Hackney School Admissions Brochure

In their recent research, Chris and Tim looked at the role geography plays in educational inequalities in East London. Many UK local education authorities (LEAs) use spatial distance as a key criterion in their policy for allocating school places: people that live closer to a school rank get allocated to it before those that live farther away. This is necessary because it’s often the case that more people want to send their children to a school than there are places available at it. For example, you can read about the criteria the Hackney LEA uses in their brochure for 2012.

Using data from several LEAs, Chris and Tim showed empirically how this distance criterion is related to school popularity. School popularity is indicated for example by the ratio of school applicants to the number of places available at the school (A:P) – some schools have very high ratios (e.g. up to 8 applications per place) and others very low (e.g. down to around one application per place). Furthermore, this spatial allocation criterion is an important influence on parents’ strategies for school applications, dependent on the location of their home relative to schools and their ability to move home.

These allocation rules, combined with parent’s strategies, produce patterns and relationships between schools’ GCSE achievement levels, A:P ratio and the maximum distance that allocated pupils live from the school. In Barking, for example, we see in the figure below that more popular schools have higher percentages of pupils achieving five GCSE’s with grades A* – C, and that these same popular schools also have the smallest maximum distances (i.e. pupils generally live very close to the school).

Empirical Patterns in Barking Schools

This spatial pattern can also seen when we look at maps of the locations of successful and unsuccessful applicants to popular and less popular schools in Hackney. For example, looking at the figure below (found in Hamnett and Butler 2011) we can see how successful applicants to The Bridge Academy (a popular school) are more tightly clustered around the it than those for Clapton Girls’ Technology College (not such a popular school).

Map of successful and unsuccessful applicants to two schools in Hackney

The geography of this school allocation policy, combined with differences in parents’ circumstances, suggests this issue is a prime candidate for study using agent-based modelling. Agent-based simulation modelling might be useful here because it provides a means to represent interactions between individual actors with different attributes (in this case schools and parents) across space and time. Once the simulation model structure (e.g. rules of interactions between agents) has been established, it can then be used to examine the potential effects of things like opening or closing schools (i.e. changes in external conditions) or changes in school allocation policy rules or parents’ application strategies (i.e. internal model relationships and rules).

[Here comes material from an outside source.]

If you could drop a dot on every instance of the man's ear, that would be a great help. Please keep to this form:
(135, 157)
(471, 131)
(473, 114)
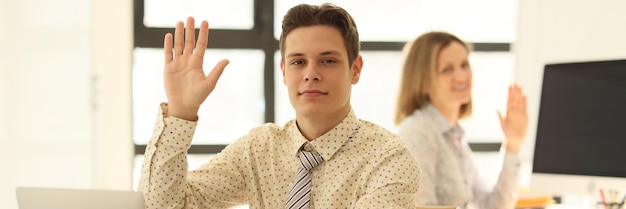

I developed an initial ‘model’ as a proof of concept and which you can try out yourself. Things have progressed from that proof of concept model, and the model now represents changes in cohorts of school applicants and pupils through time, including the potential for parents to move house to be more likely to get their child into a desired school.

In the seminar with the Department of Education guys I presented some ouput from the recent modelling. I showed how the abstract model with relatively few and simple assumptions can start from random conditions to reproduce empirical spatial patterns in school applications and attainment outcomes like those described above (see the figure below)

School model screenshot

I also presented early results from using the simulation model to explore implications of potential policy alternatives (such as closing failing schools). These ideas were generally welcomed in the seminar but there were some interesting questions about the what the model assumptions might entail for maintaining existing policy assumptions and intentions (what we might term the rhetoric of modelling).

I’m exploring some of these questions now, including for example issues of how we define a ‘good’ school and how parents’ school application strategies might change as allocation rules change. These will feed into a research manuscript that I’ll continue to work on with Chris and Tim.